Anyway, this is the most perfect time for me to write about unilateral (or hemispatial) neglect, as my dog appears to be displaying the symptoms! Brilliant isn’t it? I shouldn’t be this excited but I can’t help it.

Meet Barley:
She is a 16 year old Whippet x. Lurcher who used to spend her days chasing bunnies and sometimes catching them, but now just potters about the place and would rather just stare at a field of rabbits and keep walking than bother to do anything about them. A few months ago Barley had a stroke, she suffered severe left side weakness and although has gained a lot of mobility back still has a slightly wonkey head. I believe she is still having small strokes and that she must have had one about a fortnight ago that affected her posterior parietal cortex. My reasons for suspecting this are outlined below, after my brief explanation of unilateral neglect symptoms in humans.

Okay, so here goes the ‘science’. Hemispatial neglect can occur following damage to the right or left posterior parietal cortex, most commonly occurring however in the right and usually as a result of a stroke.

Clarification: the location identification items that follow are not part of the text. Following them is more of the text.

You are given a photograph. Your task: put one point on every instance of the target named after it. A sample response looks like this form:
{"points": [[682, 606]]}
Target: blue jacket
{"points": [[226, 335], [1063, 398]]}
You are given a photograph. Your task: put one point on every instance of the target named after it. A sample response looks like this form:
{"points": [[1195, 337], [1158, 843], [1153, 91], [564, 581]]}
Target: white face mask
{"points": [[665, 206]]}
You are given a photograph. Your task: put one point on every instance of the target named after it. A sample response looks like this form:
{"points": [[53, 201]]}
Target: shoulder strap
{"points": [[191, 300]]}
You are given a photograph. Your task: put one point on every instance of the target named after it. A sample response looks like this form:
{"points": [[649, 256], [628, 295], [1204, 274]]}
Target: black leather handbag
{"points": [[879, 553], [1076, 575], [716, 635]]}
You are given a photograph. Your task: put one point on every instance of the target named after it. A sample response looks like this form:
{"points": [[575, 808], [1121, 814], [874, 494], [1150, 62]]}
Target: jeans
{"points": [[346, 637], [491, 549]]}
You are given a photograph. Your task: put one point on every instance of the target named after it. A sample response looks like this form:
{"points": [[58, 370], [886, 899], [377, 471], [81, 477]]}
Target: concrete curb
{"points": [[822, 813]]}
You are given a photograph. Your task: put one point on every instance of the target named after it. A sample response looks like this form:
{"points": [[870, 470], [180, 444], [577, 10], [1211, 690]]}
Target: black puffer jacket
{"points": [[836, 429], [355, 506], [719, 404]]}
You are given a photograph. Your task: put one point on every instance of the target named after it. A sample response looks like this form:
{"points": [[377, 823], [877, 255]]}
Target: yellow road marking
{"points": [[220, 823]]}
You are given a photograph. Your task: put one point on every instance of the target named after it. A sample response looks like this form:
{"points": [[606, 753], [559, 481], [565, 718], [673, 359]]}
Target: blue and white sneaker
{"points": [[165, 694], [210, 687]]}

The form of neglect can be both extrapersonal, representational and/or personal. In right hemispherical damage the effects tend to be longer lasting and more severe, though most patients do recover over time.

Extrapersonal Neglect

In cases of extrapersonal neglect patients fail to be aware of objects on the contralateral side of their lesion, in most cases this means that they neglect objects in the left side of space. For patients to be diagnosed with hemispatial neglect no other explanation such as a motor or sensory deficit can be present (Vallar, 1998). This form of neglect can involve near space (or peripersonal space) or far space, or both. Often patients will recover over time from hemispatial neglect syndrome. It’s common for these patients to fail to draw the left hand side of a picture, as illustrated below, or for them to even eat food only from the right hand side of their plate and not realise that there is still food on the left to be eaten.

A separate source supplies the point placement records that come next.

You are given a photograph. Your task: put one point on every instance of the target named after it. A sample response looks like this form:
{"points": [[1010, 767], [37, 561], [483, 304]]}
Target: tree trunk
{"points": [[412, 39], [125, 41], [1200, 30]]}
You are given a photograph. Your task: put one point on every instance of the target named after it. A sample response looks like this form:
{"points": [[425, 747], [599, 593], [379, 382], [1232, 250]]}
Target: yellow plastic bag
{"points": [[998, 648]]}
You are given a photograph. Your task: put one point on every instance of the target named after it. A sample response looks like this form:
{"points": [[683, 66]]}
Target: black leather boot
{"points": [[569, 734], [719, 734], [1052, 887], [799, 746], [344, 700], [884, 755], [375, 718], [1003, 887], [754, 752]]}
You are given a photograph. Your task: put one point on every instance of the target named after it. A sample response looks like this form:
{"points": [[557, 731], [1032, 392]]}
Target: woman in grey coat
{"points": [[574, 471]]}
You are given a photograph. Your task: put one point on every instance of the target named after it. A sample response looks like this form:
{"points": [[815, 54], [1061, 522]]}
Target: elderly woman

Figure illustrates the left side neglect of a patient.

Representational Neglect
In these cases patients neglect the contralesional space in their memories and imagination of places, objects and people. Representational neglect is far more common to right hemispherical damage and is found in conjunction with the extrapersonal visuospatial neglect described above (Bartolomeo, D’Erme, & Gainotti, 1994).

Personal Neglect
Personal neglect differs in that the patient fails to recognise or use parts of their own body that are on contralateral side of their brain damage. Patients are reported to be unaware of their own limbs, claiming for example that the left leg attached to them belongs to somebody else and is not theirs. This form of neglect is less common than that of extrapersonal neglect, and may involve additional regions of damage. Right personal neglect following a left sided lesion is extremely rare although some cases have been reported (see Peru & Pinna, 1997).

Now of these three forms of neglect I believe it is quite likely that my dog Barley is suffering from extrapersonal neglect following some sort of damage to her Posterior Parietal Cortex in her right hemisphere. The photographs below show my reasons for thinking this is likely. (Thanks go to my Mom for taking these photographs and emailing them to me!)

First image

Number One. Bowl still relatively full of food.

Number Two. Barley eating her food.

Number Three. Barley thinks she has finished eating.

It is pretty clear from these images that she’s really neglecting to ‘see’ the food that is in her left visual field! If mom turns the bowl around so that the food is then on the right hand side of the bowl she continues to eat, albeit a little confused as to where this food has magically appeared from but still.

I hope that these images and experiences of Barleymow have helped illustrate this neurological disorder well, and I will keep tracks on how Barley is doing over time and write about anything new or interesting that happens.